On a global scale, setbacks are not unusual in polio vaccination campaigns, which, by dint of their massive scale and need to reach deep inside conservative societies, end up grappling with more than just medical challenges. In other campaigns in Africa and South Asia, vaccinators have grappled with natural disaster, virulent opposition from conservative clerics and sudden outbreaks of mysterious strains of the disease.
Their natural first reaction is frustration. But then, each time, vaccinators have optimistically predicted that, with enough donations and a redoubled effort, they would get the situation under control.
“This isn’t over, not by a long shot,” Sarah Crowe, a spokeswoman for the United Nations Children’s Fund, said after the killings. “There’s still great energy in the campaign.”

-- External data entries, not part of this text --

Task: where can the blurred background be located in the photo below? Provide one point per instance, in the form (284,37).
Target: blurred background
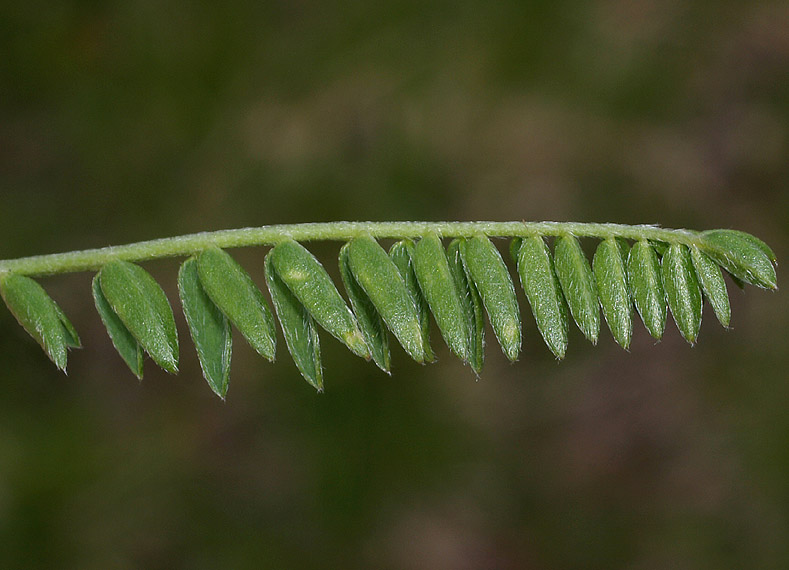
(125,121)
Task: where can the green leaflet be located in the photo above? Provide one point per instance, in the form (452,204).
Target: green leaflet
(609,271)
(472,306)
(544,293)
(142,307)
(682,291)
(377,274)
(298,327)
(208,326)
(122,339)
(370,322)
(712,284)
(308,281)
(646,286)
(438,285)
(743,255)
(401,253)
(236,295)
(578,284)
(489,274)
(40,316)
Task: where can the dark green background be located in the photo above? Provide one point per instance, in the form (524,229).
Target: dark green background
(124,121)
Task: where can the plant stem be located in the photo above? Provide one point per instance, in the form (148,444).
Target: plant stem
(94,259)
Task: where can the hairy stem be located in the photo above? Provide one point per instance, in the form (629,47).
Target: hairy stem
(94,259)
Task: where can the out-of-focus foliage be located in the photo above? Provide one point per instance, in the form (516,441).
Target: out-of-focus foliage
(113,116)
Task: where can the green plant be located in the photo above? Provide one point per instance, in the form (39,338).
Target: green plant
(392,292)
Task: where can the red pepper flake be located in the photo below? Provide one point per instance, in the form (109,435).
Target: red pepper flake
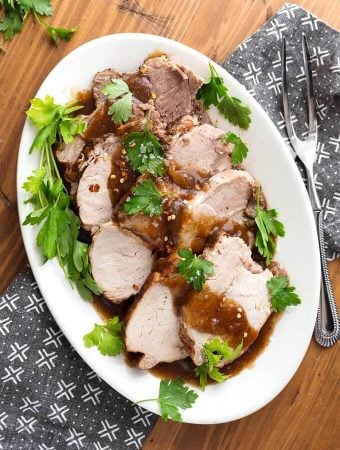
(94,188)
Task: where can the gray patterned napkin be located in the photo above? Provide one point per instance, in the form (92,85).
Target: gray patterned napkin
(50,399)
(256,63)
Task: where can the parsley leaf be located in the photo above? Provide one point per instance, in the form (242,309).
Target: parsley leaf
(144,152)
(215,351)
(11,23)
(34,182)
(145,198)
(194,268)
(42,7)
(233,109)
(17,11)
(281,294)
(58,234)
(215,92)
(267,229)
(212,90)
(173,394)
(240,149)
(119,93)
(108,338)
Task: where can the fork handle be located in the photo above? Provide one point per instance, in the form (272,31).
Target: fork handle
(327,327)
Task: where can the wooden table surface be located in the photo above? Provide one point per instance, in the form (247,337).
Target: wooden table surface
(306,414)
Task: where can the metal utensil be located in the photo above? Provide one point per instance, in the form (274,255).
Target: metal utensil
(327,327)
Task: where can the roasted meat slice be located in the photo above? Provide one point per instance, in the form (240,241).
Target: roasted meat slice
(171,87)
(197,154)
(68,155)
(234,303)
(120,261)
(152,325)
(93,196)
(150,229)
(100,80)
(225,194)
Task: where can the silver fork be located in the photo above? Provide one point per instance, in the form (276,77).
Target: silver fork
(327,327)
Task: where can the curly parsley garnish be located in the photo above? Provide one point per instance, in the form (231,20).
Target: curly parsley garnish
(17,11)
(281,294)
(268,228)
(58,235)
(144,152)
(108,338)
(194,268)
(119,93)
(145,198)
(215,92)
(173,394)
(240,150)
(215,351)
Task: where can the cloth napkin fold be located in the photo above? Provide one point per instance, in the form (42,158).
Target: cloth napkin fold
(49,397)
(256,63)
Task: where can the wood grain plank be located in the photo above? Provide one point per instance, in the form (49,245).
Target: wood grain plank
(303,416)
(12,253)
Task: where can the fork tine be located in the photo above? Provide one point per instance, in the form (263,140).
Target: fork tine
(286,111)
(312,124)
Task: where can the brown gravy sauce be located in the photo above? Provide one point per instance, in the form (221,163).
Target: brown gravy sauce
(185,368)
(205,311)
(212,313)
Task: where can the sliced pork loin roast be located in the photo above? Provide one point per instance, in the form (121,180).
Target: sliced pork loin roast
(225,194)
(234,303)
(171,87)
(69,155)
(197,154)
(93,196)
(100,80)
(150,229)
(152,325)
(120,261)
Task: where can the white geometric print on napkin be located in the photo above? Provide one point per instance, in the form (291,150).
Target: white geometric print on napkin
(256,63)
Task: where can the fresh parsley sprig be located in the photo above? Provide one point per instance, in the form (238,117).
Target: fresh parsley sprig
(59,225)
(215,351)
(144,151)
(173,395)
(118,92)
(281,294)
(108,337)
(145,198)
(240,150)
(194,268)
(17,11)
(268,228)
(215,92)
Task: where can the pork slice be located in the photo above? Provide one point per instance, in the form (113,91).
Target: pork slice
(169,86)
(120,261)
(93,195)
(226,194)
(234,304)
(152,326)
(69,154)
(100,80)
(198,154)
(150,229)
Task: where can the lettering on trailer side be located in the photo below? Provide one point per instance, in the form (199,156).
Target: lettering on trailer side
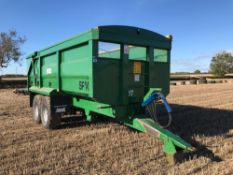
(84,85)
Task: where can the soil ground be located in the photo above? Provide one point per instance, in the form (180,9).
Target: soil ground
(202,115)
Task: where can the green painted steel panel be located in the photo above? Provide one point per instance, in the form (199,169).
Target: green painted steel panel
(74,66)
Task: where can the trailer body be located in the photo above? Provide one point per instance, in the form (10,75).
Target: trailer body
(108,70)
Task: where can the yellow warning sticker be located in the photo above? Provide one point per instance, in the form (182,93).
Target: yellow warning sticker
(137,67)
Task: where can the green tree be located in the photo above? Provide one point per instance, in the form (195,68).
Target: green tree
(10,47)
(221,64)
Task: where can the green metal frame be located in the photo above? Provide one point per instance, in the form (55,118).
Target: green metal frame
(73,68)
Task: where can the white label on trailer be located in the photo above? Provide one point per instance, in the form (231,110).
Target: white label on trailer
(58,110)
(131,92)
(49,71)
(136,77)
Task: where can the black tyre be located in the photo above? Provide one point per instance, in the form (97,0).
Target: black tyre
(36,109)
(49,120)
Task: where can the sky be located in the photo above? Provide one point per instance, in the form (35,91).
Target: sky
(200,28)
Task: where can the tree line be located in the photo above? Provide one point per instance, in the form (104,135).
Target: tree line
(11,42)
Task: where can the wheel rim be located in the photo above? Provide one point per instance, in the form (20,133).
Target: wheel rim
(45,116)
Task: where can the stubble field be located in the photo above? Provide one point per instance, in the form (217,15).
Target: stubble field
(202,115)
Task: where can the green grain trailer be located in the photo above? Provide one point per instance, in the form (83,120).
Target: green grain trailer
(113,71)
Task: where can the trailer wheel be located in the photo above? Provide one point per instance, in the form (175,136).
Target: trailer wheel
(49,120)
(36,109)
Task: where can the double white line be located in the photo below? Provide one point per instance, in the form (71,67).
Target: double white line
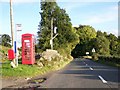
(104,81)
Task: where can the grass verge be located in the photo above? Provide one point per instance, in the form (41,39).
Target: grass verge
(30,70)
(108,63)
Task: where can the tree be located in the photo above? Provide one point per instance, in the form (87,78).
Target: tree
(6,40)
(101,44)
(53,15)
(113,43)
(86,34)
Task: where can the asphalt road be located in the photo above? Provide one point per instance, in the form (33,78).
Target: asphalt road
(83,73)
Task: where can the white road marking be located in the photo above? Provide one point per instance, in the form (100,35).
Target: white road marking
(104,81)
(91,68)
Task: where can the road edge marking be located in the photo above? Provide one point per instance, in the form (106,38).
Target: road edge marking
(91,68)
(103,80)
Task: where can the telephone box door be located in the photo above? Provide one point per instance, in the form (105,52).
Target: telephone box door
(28,52)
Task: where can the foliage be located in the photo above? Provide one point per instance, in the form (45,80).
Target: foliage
(101,44)
(6,40)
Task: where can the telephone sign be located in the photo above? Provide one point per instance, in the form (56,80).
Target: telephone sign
(28,49)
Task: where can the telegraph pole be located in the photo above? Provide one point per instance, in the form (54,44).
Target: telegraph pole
(12,31)
(51,40)
(11,23)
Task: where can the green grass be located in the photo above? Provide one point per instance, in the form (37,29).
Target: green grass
(29,70)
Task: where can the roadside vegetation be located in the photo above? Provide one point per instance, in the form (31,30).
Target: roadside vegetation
(70,41)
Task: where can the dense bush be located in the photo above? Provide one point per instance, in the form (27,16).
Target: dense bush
(114,59)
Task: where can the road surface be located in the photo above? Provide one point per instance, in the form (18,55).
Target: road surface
(83,73)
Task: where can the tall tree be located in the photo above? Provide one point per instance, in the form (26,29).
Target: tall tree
(101,44)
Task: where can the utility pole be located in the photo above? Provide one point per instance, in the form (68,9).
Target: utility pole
(11,23)
(51,40)
(12,33)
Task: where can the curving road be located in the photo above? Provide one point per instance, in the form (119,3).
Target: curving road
(83,73)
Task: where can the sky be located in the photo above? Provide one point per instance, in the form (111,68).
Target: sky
(100,14)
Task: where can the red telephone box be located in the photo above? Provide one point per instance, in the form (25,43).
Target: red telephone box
(28,49)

Still, Pakistan needs all the help it can get. One of just three countries in the world where the disease is still endemic, Pakistan counted 198 new infections last year — the highest rate in the world.
Militant commanders have been criticizing polio vaccination campaigns — a prominent yet weakly protected sign of government presence in far-flung areas — since 2007 when Maulvi Fazlullah, a radical preacher on a white horse, strode through the northwestern Swat Valley.
Mr. Fazlullah claimed that polio vaccines were part of a plot to sterilize Muslim children, but in recent years Taliban commanders in the militant hub of North Waziristan have come up with a more political complaint: they say that immunization can resume only when American drones stop killing their comrades. Suspicion of vaccination has also intensified since the Central Intelligence Agency used a Pakistani doctor, Shakil Afridi, to run a hepatitis B vaccination scheme in order to spy on Osama bin Laden’s house in Abbottabad in 2011.
Heidi Larson, an anthropologist at the London School of Hygiene and Tropical Medicine who analyzes local support for vaccines in different countries, believes the C.I.A.’s use of Dr. Afridi has hurt the polio drive more than the Pakistan government or the eradication campaign itself will admit.
“We’re risking people’s lives here,” she said. “More people are dying as vaccinators than have from polio. There’s something wrong with that equation.”
But Oliver Rosenbauer, a spokesman for the W.H.O., said that only 1 to 2 percent of Pakistani families refuse polio vaccines, and that has not changed substantially since the C.I.A. ruse was exposed.
It may be too soon to accurately assess the impact of this week’s violence on eradication in Pakistan or globally. In any event, the rest of the world had a banner year — not a single case in India, which once had more than any other country, and no outbreaks outside the virus’s two persistent epicenters of northern Nigeria and the nearby Sahel regions of Niger and Chad, and the Pakistan-Afghanistan border region.
Where immunization has worked, it has often included the work of female volunteers — which can have other public health benefits, too.
Ms. Crowe, the Unicef spokeswoman, said that in Pakistan, “every encounter a vaccinator has with a mother delivers other messages about breast feeding, hand-washing or encouragement to take children to health centers for other immunizations.”
The anti-polio drive has tried to integrate itself so deeply into the country’s faltering public health system that an attack on vaccinators is seen not as a blow against the West, but as a blow against the lives of local women and children.
“This is not about polio,” said Dr. Bruce Aylward, who heads polio eradication at the World Health Organization. “This is someone attacking health care workers who are delivering basic interventions.”